Put another way: it would be extraordinary if doctrines of white supremacy, of the inherent inferiority of Black people, did not become embedded in the overwhelmingly unconscious socialisation process of Europeans wherever they live. Such influences on most persons’ thinking would be unconscious, and would be consciously repudiated by most – genuinely so. This is why fifty years after the ESN scandal was exposed, the substance but not the forms of the educational suppression of Caribbean-origin children remains.
The administrators, educational psychologists, principals, teachers, government ministers and their civil servants of the 1950s, 60s and 70s are no more, replaced several times by new generations in these positions. Yet the fundamental policies and practices have remained unchanged; only the specific devices for their execution have changed, adapting creatively to maintain the system of educational suppression against the periodic assaults on it by the suppressed, the oppressed.

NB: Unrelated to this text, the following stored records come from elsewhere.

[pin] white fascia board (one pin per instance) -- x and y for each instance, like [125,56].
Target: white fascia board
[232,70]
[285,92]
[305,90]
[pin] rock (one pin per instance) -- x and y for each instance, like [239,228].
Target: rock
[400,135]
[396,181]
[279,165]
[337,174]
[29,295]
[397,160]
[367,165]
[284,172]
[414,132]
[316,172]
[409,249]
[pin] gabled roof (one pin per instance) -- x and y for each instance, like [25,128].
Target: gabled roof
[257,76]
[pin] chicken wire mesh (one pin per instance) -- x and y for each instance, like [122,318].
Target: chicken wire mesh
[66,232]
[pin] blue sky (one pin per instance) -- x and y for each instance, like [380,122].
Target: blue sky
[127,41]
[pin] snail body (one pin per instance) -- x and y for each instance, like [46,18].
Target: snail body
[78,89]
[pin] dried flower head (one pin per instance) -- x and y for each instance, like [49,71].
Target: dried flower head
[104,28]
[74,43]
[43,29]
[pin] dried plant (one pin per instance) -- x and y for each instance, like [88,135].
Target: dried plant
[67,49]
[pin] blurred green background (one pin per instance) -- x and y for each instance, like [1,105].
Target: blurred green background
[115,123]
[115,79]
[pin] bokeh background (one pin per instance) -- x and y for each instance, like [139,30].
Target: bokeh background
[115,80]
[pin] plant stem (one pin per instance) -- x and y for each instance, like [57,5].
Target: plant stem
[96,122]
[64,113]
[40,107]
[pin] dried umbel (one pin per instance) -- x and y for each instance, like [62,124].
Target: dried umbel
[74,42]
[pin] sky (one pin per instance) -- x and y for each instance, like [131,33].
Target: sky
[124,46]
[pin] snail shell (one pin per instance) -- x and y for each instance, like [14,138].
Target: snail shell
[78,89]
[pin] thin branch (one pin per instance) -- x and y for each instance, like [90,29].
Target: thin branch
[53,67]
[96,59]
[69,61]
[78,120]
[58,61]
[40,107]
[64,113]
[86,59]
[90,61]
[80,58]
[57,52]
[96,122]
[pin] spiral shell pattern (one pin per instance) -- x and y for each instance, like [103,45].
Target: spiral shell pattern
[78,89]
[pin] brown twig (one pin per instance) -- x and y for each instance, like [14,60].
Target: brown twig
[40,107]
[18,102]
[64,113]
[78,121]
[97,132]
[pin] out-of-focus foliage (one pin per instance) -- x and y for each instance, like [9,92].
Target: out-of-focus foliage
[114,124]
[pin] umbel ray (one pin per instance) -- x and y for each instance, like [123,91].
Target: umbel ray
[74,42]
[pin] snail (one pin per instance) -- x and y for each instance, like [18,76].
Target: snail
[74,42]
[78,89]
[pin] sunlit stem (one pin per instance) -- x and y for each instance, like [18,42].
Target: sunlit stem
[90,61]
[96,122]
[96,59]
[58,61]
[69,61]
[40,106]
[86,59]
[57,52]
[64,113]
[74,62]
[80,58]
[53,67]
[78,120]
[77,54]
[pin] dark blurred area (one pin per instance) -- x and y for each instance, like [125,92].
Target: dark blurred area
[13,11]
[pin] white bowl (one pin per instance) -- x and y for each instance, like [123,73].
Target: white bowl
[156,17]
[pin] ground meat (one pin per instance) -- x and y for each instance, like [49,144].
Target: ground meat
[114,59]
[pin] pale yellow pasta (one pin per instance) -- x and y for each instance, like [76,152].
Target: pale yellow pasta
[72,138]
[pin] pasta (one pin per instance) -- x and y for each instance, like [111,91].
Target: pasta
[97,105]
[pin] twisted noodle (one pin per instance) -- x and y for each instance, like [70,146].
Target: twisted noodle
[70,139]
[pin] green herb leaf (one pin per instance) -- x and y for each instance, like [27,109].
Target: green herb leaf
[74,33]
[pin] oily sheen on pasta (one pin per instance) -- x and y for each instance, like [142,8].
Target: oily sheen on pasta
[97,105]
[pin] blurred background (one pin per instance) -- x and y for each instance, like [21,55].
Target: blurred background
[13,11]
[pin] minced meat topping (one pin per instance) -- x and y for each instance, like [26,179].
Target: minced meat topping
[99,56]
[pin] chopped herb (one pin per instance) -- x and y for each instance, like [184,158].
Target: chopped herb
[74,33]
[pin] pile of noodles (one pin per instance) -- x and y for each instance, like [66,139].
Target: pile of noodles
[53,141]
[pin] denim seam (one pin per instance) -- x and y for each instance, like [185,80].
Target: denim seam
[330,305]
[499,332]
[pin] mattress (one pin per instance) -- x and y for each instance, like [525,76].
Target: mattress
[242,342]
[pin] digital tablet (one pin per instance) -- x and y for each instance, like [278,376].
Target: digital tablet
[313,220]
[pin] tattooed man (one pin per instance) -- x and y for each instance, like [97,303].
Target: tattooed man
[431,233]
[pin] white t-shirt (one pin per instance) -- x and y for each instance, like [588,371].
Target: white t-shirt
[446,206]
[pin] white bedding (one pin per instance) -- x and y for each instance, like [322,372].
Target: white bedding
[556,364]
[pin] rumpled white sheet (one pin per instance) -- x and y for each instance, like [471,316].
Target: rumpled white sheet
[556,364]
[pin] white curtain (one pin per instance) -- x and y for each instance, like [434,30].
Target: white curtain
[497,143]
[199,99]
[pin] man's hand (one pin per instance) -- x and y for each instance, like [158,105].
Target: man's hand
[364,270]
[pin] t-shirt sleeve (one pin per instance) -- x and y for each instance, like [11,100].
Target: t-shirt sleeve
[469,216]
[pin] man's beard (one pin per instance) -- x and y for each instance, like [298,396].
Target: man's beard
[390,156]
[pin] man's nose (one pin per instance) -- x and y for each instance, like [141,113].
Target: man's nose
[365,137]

This is the definition, and illustration, of what systemic racism is: when generations of people running a system come and go in turn, but the results remain largely unchanged. This is what connects the Stephen Lawrences, George Floyds, Grenfell Tower residents, and all the other persons and events together by one thread.
It is time to consciously and definitively break the generational curse. It is more than time for people of all ethnicities to unite to smash this phenomenon. The brazen lynching of George Floyd ignited a fuse which saw literally millions of white Americans joining the numerous demonstrations in numbers never before seen in America. “Black Lives Matter” has become a global clarion call, not just an American movement.
It is time to openly tackle and defeat systemic racism (not just openly racist actions) in all its manifestations! Steve McQueen’s Small Axe drama series, and now his forthcoming documentary on the BBC, ‘Subnormal: A British Scandal’, are major contributions in the raising of consciousness by all who absorb these extraordinary films.